The lady of the house dropped her dumb-bells with a crash upon the floor.
“The old cant!” she cried. “The old shibboleth! What is this mission which is reserved for woman? All that is humble, that is mean, that is soul-killing, that is so contemptible and so ill-paid that none other will touch it. All that is woman’s mission. And who imposed these limitations upon her? Who cooped her up within this narrow sphere? Was it Providence? Was it nature? No, it was the arch enemy. It was man.”
“Oh, I say, auntie!” drawled her nephew.
“It was man, Charles. It was you and your fellows. I say that woman is a colossal monument to the selfishness of man. What is all this boasted chivalry—these fine words and vague phrases? Where is it when we wish to put it to the test? Man in the abstract will do anything to help a woman. Of course. How does it work when his pocket is touched? Where is his chivalry then? Will the doctors help her to qualify? will the lawyers help her to be called to the bar? will the clergy tolerate her in the Church? Oh, it is close your ranks then and refer poor woman to her mission! Her mission! To be thankful for coppers and not to interfere with the men while they grabble for gold, like swine round a trough, that is man’s reading of the mission of women. You may sit there and sneer, Charles, while you look upon your victim, but you know that it is truth, every word of it.”
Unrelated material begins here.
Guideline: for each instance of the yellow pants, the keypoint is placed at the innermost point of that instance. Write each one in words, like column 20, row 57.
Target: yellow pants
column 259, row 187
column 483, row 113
Terrified as they were by this sudden torrent of words, the two gentlewomen could not but smile at the sight of the fiery, domineering victim and the big apologetic representative of mankind who sat meekly bearing all the sins of his sex. The lady struck a match, whipped a cigarette from a case upon the mantelpiece, and began to draw the smoke into her lungs.
“I find it very soothing when my nerves are at all ruffled,” she explained. “You don’t smoke? Ah, you miss one of the purest of pleasures—one of the few pleasures which are without a reaction.”
Miss Williams smoothed out her silken lap.
“It is a pleasure,” she said, with some approach to self-assertion, “which Bertha and I are rather too old-fashioned to enjoy.”
“No doubt. It would probably make you very ill if you attempted it. By the way, I hope that you will come to some of our Guild meetings. I shall see that tickets are sent you.”
“It is not yet formed, but I shall lose no time in forming a committee. It is my habit to establish a branch of the Emancipation Guild wherever I go. There is a Mrs. Sanderson in Anerley who is already one of the emancipated, so that I have a nucleus. It is only by organized resistance, Miss Williams, that we can hope to hold our own against the selfish sex. Must you go, then?”
“Yes, we have one or two other visits to pay,” said the elder sister. “You will, I am sure, excuse us. I hope that you will find Norwood a pleasant residence.”
“All places are to me simply a battle-field,” she answered, gripping first one and then the other with a grip which crumpled up their little thin fingers. “The days for work and healthful exercise, the evenings to Browning and high discourse, eh, Charles? Good-bye!” She came to the door with them, and as they glanced back they saw her still standing there with the yellow bull pup cuddled up under one forearm, and the thin blue reek of her cigarette ascending from her lips.
“Oh, what a dreadful, dreadful woman!” whispered sister Bertha, as they hurried down the street. “Thank goodness that it is over.”
“But she’ll return the visit,” answered the other. “I think that we had better tell Mary that we are not at home.”